Did You Know: The History Of The Air Conditioner

by • June 8, 2011 • History, Nature, TechnologyComments (0)6299

This morning I plugged in my air conditioner for the first time this year because there’s a whopping heat wave hovering over Montreal.  I love a cross breeze more than anyone, but it’s hotter than a witch’s tit so I decided it was time to bite the bullet.  As I was perilously close to dropping it out of my second story window about a half hour ago, I started thinking about when and how these beauties of ingenuity came to be in the first place. Turns out it all started in England about 250 years ago with the help of Benjamin Franklin and a Cambridge professor of chemistry.

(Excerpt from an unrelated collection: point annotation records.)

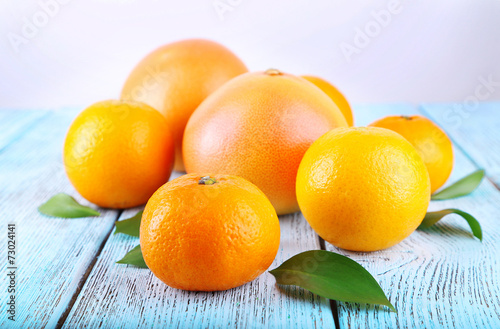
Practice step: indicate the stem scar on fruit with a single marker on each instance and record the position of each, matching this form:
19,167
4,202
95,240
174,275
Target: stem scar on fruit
273,72
207,180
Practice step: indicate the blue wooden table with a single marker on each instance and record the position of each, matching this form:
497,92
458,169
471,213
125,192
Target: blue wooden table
66,274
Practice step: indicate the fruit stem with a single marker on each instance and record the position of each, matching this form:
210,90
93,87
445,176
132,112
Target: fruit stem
207,180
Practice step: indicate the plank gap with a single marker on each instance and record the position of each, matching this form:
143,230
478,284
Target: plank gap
333,303
84,278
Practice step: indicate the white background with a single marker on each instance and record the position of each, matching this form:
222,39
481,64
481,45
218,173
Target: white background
429,51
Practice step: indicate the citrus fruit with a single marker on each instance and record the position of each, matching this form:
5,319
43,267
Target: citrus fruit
258,126
431,143
363,189
177,77
209,232
116,153
336,96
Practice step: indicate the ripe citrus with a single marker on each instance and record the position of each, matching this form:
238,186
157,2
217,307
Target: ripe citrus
336,96
431,143
209,232
176,78
258,126
116,154
363,189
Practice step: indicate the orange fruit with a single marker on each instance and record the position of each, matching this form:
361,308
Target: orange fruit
363,189
258,126
116,153
431,143
336,96
209,232
177,77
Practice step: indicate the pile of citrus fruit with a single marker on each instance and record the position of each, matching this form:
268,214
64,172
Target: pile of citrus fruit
254,145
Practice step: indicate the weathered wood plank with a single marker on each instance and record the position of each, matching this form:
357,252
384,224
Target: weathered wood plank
53,254
439,278
476,130
118,296
13,124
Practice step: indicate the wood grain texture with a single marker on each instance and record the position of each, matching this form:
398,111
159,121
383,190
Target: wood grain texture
13,124
475,129
53,254
119,296
441,277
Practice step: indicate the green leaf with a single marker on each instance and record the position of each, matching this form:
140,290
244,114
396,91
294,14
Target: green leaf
463,187
432,218
134,257
65,206
130,226
332,276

In 1758, Franklin and professor John Hadley of Cambridge University conducted an experiment to explore the principle of evaporation as a means to rapidly cool an object.  Together they discovered that the evaporation of highly volatile liquids such as alcohol and ether could be used to drive down the temperature of an object past the freezing point of water.  Then in 1820, British scientist and inventor Michael Faraday discovered that compressing and liquefying ammonia could chill air when the liquefied ammonia was allowed to evaporate. In 1842, Florida physician John Gorrie used compressor technology to create ice, which he used to cool air for his patients in his hospital in Apalachicola, Florida. In 1902 the first modern electrical air conditioner was invented by Willis Carrier (1876-1950) in Syracuse, New York in order to improve the manufacturing process in his printing plant.  Not only did it control the temperature, but it also controlled the humidity which helped maintain consistent paper dimensions and ink alignment.  Eventually his technology was shared thanks to the founding of the Carrier Air Conditioning Company of America and the democratization of cool air, with sales expanding dramatically in the 1950s.

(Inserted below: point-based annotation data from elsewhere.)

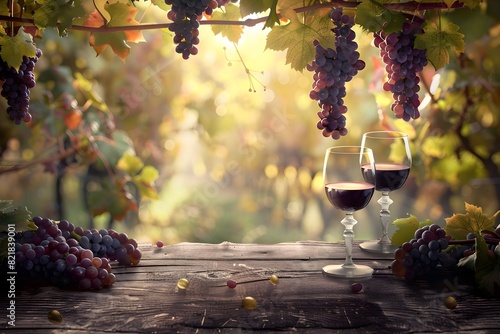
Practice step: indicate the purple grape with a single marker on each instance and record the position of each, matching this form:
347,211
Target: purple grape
403,62
333,67
15,88
185,15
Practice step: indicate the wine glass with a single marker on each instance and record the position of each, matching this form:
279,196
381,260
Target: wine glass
391,150
348,190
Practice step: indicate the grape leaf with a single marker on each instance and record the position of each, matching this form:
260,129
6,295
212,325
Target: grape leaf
248,7
112,150
121,15
14,48
145,182
438,40
87,88
473,221
373,16
99,5
406,228
112,198
297,38
58,14
230,13
130,163
19,217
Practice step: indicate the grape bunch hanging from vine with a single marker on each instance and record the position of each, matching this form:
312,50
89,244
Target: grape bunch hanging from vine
299,29
113,24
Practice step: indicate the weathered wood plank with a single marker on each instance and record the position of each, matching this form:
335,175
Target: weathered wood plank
145,298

The first major wave of air conditioning use occurred in various industrial factories across the southern United States, and the impact of air conditioning in this region and across the entire country can’t be overstated. Sun Belt cities and other places where stifling hot weather is a factor enjoyed an economic boom as people settled in large numbers, protected from the elements by Carrier’s invention. That population shift in turn changed the political balance of the nation. Even the nature of architectural design changed, with perhaps the most conspicuous example being the smoky glass-clad skyscrapers that now dot almost every big-city skyline. Unfortunately, however, experts have linked the long-standing use of air conditioning in the South as a major contributing factor to dramatic levels of obesity in the same region since appetite naturally decreases in uncomfortably high temperatures and increases in cooler temps.  Coincidentally, my air conditioner is directly beside my fridge.  See you at the air conditioned gym very soon.